Spy agency wins case against staff member who was paid double salary

The Namibia Central Intelligence Service (NCIS) has won a Supreme Court appeal against a judgement in which the NCIS was ordered to reinstate a staff member who was dismissed after he received a second salary.

The total amount he received from the government for two and a half years amounts to nearly N$800 000.

Former NCIS staff member Immanuel Shivute’s receipt and use of his salary from the education ministry, where he was previously employed for 30 months while he was employed by the NCIS as chief training officer, calls into question his integrity and the confidence and trust that a national intelligence service could have in him, appeal judge Dave Smuts said in a judgement delivered in the Supreme Court on Tuesday.

“This conduct indeed in my view involves a level of deceit and dishonesty,” Smuts remarked.
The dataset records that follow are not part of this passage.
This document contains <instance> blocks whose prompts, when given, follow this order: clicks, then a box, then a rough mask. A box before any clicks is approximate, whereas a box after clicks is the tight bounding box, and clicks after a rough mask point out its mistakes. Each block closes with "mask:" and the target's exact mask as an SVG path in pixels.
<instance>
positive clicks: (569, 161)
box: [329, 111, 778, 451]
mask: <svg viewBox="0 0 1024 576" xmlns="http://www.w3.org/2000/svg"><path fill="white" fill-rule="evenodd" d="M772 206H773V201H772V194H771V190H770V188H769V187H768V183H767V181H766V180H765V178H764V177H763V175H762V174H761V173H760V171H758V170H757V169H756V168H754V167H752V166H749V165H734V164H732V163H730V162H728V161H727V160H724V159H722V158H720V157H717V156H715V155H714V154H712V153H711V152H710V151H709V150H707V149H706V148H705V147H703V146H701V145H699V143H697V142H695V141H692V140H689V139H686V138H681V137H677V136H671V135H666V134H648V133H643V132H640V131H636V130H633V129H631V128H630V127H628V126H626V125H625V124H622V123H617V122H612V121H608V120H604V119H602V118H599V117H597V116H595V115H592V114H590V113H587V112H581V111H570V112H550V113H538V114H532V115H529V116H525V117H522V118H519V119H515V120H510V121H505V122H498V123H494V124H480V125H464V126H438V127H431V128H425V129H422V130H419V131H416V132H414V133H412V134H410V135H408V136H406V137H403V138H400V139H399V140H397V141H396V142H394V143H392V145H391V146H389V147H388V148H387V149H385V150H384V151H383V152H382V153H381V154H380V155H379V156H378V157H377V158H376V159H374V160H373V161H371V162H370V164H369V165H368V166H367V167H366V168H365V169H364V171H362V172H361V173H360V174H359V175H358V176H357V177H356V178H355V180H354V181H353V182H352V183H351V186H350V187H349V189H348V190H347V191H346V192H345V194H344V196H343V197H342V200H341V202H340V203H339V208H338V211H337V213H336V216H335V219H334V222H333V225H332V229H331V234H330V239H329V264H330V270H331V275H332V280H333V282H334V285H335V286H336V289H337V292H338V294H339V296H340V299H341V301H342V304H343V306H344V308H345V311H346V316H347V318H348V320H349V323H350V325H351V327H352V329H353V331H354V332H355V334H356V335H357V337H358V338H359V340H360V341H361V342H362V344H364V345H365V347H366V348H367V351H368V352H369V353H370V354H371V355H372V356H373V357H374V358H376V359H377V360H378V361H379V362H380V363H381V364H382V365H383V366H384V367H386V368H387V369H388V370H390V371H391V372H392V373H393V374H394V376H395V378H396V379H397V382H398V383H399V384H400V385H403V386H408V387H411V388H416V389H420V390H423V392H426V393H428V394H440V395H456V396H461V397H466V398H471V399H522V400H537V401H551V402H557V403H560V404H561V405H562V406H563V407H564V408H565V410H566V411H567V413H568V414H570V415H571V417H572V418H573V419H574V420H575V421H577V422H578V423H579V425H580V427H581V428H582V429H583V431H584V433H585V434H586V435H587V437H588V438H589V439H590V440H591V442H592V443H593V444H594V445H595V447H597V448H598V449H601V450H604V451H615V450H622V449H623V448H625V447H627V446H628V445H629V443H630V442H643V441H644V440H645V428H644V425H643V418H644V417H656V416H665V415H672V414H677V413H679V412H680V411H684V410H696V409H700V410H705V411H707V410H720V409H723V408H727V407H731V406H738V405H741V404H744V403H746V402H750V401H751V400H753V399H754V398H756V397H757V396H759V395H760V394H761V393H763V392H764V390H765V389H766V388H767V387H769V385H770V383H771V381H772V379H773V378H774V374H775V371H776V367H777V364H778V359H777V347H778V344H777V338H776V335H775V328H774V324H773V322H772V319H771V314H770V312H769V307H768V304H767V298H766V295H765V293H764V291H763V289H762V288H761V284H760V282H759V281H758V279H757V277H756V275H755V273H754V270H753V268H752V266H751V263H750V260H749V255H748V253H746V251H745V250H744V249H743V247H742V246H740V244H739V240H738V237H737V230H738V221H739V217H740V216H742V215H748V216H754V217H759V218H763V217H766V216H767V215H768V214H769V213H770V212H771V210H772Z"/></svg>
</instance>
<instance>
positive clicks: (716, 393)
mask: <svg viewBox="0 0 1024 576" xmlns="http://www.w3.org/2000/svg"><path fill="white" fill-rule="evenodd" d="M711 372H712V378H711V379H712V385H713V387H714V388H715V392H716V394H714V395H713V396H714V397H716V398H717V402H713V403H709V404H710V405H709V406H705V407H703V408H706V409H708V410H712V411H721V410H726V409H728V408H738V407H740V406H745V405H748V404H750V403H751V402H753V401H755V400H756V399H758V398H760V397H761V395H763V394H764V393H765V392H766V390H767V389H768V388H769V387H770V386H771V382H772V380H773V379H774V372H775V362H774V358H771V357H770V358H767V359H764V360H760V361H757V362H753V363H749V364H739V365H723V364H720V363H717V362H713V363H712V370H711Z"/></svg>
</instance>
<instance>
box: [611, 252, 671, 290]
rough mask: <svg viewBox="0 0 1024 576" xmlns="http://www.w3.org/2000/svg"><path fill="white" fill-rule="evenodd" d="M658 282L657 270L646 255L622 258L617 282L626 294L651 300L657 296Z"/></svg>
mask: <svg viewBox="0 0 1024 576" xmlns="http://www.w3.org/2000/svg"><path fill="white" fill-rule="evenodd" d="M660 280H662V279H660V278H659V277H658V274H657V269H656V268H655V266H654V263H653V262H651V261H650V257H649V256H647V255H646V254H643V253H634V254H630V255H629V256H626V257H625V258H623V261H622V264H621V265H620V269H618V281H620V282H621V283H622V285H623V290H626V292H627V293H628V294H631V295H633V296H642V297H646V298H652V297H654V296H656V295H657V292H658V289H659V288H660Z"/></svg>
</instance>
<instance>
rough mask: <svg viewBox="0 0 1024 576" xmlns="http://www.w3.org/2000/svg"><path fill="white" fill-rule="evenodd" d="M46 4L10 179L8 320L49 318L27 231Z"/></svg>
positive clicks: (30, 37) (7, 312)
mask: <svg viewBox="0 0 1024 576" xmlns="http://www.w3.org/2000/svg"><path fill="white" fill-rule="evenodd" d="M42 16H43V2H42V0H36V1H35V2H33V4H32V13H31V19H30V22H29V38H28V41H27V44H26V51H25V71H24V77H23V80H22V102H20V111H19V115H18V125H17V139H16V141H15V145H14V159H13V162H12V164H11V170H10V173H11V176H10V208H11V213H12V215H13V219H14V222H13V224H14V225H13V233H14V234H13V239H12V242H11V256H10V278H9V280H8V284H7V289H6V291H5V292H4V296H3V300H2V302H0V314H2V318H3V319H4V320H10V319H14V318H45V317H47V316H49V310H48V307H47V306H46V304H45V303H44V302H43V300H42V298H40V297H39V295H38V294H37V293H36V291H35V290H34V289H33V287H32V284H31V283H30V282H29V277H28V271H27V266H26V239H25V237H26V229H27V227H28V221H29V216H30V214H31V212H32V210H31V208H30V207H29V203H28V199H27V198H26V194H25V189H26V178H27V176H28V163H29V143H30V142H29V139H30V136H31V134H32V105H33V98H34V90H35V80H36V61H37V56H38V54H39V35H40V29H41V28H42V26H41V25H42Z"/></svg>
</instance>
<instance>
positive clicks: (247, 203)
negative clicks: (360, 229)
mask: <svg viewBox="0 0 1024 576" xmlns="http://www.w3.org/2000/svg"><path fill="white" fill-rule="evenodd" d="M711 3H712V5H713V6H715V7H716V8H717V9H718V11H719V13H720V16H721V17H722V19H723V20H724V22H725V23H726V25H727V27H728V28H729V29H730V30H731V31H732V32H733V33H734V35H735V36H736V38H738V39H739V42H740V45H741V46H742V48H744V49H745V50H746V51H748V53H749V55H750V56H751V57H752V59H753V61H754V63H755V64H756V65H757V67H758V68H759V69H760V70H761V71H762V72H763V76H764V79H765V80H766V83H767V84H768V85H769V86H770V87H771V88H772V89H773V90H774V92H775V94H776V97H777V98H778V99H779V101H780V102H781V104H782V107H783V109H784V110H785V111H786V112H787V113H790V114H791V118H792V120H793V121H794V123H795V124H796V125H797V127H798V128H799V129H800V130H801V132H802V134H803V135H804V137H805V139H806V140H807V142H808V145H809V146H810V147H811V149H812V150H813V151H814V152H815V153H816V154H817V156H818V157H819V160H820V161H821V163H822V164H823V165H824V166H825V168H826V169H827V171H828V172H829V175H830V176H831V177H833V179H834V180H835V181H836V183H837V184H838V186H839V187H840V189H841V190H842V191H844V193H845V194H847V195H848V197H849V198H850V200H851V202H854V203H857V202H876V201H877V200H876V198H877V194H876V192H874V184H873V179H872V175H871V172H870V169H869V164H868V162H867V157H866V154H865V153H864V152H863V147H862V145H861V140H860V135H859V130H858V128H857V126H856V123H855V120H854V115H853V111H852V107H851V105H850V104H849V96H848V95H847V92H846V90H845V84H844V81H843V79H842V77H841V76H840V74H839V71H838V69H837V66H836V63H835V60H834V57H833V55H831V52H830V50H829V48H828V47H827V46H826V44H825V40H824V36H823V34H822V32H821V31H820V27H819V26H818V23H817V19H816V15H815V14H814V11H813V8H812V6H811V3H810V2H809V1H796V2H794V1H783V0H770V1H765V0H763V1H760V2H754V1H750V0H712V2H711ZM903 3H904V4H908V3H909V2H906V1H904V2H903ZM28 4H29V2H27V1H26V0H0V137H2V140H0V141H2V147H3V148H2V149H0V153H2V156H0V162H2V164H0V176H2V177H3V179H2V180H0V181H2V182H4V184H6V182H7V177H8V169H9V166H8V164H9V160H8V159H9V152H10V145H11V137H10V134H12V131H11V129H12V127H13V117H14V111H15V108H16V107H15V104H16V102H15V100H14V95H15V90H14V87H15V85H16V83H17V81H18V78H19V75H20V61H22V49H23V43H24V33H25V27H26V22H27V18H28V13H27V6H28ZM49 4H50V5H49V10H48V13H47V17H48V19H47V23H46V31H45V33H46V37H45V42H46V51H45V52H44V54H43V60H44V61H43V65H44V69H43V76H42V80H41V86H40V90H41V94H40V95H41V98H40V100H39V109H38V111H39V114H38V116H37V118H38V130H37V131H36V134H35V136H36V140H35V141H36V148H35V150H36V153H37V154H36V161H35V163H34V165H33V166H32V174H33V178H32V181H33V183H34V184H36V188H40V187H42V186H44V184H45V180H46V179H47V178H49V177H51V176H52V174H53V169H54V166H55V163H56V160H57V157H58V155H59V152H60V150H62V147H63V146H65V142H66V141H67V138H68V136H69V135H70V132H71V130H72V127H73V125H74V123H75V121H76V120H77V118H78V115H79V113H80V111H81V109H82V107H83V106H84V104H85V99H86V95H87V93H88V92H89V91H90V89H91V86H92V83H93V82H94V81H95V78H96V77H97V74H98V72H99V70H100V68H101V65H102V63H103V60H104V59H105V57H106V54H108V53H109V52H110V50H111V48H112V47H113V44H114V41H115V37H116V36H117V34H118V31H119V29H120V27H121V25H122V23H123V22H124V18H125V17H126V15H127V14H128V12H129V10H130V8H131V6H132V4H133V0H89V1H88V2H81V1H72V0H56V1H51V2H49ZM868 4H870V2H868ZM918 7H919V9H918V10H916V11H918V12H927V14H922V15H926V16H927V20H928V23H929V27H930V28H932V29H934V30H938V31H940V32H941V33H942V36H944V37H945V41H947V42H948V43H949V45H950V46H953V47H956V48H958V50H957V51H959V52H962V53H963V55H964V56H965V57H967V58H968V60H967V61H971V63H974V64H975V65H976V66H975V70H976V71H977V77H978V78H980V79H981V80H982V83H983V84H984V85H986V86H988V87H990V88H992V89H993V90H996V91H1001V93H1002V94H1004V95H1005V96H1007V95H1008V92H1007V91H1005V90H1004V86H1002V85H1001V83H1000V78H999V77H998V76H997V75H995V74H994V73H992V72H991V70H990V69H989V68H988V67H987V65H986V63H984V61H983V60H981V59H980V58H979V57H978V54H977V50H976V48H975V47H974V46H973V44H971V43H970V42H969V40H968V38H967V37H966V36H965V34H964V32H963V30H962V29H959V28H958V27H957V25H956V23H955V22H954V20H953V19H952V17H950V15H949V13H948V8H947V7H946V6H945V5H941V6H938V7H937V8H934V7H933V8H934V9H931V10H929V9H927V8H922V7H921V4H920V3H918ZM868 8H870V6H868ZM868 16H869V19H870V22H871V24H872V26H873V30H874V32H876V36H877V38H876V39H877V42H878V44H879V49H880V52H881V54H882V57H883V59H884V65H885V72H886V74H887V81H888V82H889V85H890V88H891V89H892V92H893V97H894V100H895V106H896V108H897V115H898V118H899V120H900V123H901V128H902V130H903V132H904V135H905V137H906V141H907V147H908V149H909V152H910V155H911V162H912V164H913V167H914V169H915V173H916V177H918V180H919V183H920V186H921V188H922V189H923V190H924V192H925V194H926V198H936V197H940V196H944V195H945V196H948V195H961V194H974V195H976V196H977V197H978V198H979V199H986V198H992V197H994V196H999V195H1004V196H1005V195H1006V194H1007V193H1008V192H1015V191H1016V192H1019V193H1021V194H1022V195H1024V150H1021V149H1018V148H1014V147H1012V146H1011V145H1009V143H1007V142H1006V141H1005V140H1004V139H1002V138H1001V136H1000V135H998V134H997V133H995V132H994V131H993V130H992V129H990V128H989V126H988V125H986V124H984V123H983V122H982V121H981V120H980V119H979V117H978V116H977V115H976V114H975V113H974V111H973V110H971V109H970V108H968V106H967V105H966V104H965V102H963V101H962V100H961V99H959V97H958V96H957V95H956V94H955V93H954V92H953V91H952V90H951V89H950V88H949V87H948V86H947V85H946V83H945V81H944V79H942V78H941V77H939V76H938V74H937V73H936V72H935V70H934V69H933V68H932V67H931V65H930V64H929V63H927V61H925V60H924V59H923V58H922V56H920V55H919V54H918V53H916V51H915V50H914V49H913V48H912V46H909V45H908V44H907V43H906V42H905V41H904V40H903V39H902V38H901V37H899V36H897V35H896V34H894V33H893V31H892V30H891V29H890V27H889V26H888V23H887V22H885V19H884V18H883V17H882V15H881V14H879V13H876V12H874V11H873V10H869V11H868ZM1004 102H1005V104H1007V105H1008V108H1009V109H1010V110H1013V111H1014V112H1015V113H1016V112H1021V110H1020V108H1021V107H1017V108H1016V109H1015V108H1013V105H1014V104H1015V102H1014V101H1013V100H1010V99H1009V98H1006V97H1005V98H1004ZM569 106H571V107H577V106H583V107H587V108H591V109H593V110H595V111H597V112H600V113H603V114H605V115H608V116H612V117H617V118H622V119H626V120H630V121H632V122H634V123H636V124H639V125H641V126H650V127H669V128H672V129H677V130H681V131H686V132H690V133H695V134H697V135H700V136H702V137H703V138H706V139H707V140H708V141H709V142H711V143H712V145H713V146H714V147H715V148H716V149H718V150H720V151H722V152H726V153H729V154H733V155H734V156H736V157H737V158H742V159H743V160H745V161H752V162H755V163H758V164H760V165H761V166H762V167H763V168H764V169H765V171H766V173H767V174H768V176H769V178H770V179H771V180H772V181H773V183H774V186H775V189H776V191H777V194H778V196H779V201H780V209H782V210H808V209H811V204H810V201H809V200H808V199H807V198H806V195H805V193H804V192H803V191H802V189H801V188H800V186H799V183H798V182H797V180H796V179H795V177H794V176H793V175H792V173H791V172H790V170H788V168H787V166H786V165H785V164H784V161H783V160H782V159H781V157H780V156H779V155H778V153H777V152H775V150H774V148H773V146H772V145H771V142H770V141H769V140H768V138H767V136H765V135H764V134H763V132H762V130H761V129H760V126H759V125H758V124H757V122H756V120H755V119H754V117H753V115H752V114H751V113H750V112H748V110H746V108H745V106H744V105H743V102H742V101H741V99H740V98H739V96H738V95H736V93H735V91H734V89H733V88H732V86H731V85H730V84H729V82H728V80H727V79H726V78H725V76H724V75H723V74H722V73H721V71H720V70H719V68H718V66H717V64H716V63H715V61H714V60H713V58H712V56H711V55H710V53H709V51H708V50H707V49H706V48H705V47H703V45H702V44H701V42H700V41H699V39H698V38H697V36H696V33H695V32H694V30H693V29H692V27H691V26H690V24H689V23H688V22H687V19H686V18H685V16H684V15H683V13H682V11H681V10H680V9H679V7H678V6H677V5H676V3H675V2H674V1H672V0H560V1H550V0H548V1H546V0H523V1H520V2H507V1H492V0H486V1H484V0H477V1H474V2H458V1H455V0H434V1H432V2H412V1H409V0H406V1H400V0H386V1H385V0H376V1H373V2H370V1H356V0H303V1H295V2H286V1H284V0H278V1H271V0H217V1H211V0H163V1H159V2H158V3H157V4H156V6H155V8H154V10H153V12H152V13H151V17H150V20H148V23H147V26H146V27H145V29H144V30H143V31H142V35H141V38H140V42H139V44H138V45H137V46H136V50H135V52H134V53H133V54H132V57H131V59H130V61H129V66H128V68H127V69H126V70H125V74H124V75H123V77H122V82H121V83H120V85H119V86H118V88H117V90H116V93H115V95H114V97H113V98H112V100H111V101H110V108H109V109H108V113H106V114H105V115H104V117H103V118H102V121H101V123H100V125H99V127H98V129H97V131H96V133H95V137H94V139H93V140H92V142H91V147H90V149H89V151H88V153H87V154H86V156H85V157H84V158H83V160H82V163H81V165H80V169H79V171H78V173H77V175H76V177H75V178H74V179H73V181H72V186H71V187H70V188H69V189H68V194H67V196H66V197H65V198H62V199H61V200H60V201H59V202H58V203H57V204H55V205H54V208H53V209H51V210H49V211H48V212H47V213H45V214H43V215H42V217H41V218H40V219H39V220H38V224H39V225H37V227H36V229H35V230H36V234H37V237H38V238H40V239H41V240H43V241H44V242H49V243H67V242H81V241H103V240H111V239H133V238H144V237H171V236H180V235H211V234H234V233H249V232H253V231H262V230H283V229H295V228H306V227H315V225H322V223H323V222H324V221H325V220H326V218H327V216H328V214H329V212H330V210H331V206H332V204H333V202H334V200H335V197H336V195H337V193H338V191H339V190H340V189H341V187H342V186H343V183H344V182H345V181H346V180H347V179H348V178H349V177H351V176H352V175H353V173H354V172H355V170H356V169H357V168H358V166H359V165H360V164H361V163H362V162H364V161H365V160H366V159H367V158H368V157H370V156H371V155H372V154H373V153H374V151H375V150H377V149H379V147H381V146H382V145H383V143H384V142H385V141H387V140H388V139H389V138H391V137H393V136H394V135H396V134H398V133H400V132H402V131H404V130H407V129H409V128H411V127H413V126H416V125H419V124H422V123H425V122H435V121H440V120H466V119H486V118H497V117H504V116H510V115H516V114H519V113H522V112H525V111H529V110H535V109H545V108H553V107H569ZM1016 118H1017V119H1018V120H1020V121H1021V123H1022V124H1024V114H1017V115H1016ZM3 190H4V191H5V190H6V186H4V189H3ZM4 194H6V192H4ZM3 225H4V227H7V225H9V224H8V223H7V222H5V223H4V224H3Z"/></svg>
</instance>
He also noted that the Supreme Court has previously indicated that where an employee’s conduct involved misrepresentation or deception, it would not be fair to compel an employer to retain an employee in whom it has justifiably lost confidence.

With Smuts’ judgement, the Supreme Court ruled in favour of an appeal the NCIS and president Hage Geingob filed against a High Court judgement in which Shivute’s dismissal by the NCIS was declared unfair and unlawful in September 2022.

The High Court also ordered that Shivute should be reinstated in the position he held in the NCIS, or in a comparable position.
The NCIS discharged Shivute in May 2018, after a disciplinary hearing in which a committee found he had conducted himself in a “disgraceful, improper and unbecoming manner” by knowingly continuing to receive a salary from the education ministry while he was employed by the NCIS.

Shivute faced criminal charges after the Anti-Corruption Commission also investigated the double salary payments received by him, but those charges against him were withdrawn in July 2018.

The Supreme Court of Namibia

After his dismissal, Shivute lodged an appeal to the president in terms of the NCIS’ regulations. Geingob declined the appeal in April 2021.

Shivute then challenged his discharge in the Windhoek High Court, where a judge ruled in his favour in September 2022.

In the Supreme Court’s judgement, Smuts said that since the Labour Act did not apply to Shivute’s employment in the NCIS, the High Court could not order that he had to be reinstated to his position in the intelligence service.

In his appeal to the president and his application in the High Court, Shivute complained that he was not allowed to be represented by a legal practitioner during his disciplinary hearing.

However, the NCIS regulations, which say a staff member may be represented “by another person” at a disciplinary hearing, do not exclude representation by a legal practitioner, Smuts said. That means the notice in which Shivute was informed he may not be represented by a lawyer was beyond the powers of the NCIS regulation on representation, Smuts also said.

Considering the disciplinary proceedings as a whole, though, the notice informing Shivute that he could not be represented by a lawyer did not result in the hearing being unfair, Smuts found.

He noted that Shivute, who was not represented by another person during the hearing, was given a chance to be heard – which is at the heart of procedural fairness – and he exercised that right.

Shivute did not dispute the factual allegation that he received a salary from the education ministry as well while he was employed by the NCIS, and he kept and used the salary wrongly paid to him, explaining to the disciplinary committee that “as a normal human being, anyone who receives money in their bank account will make use of it”, Smuts recorded as well.

He concluded that the disciplinary committee’s finding that Shivute was guilty and the recommendation that he should be discharged “would seem to be eminently reasonable on the facts of this matter”.

Acting appeal judges Hosea Angula and Esi Schimming-Chase agreed with Smuts’ judgement.

The president and the NCIS were represented by legal counsel Dennis Khama.

Shivute was represented by Vanessa Kauta.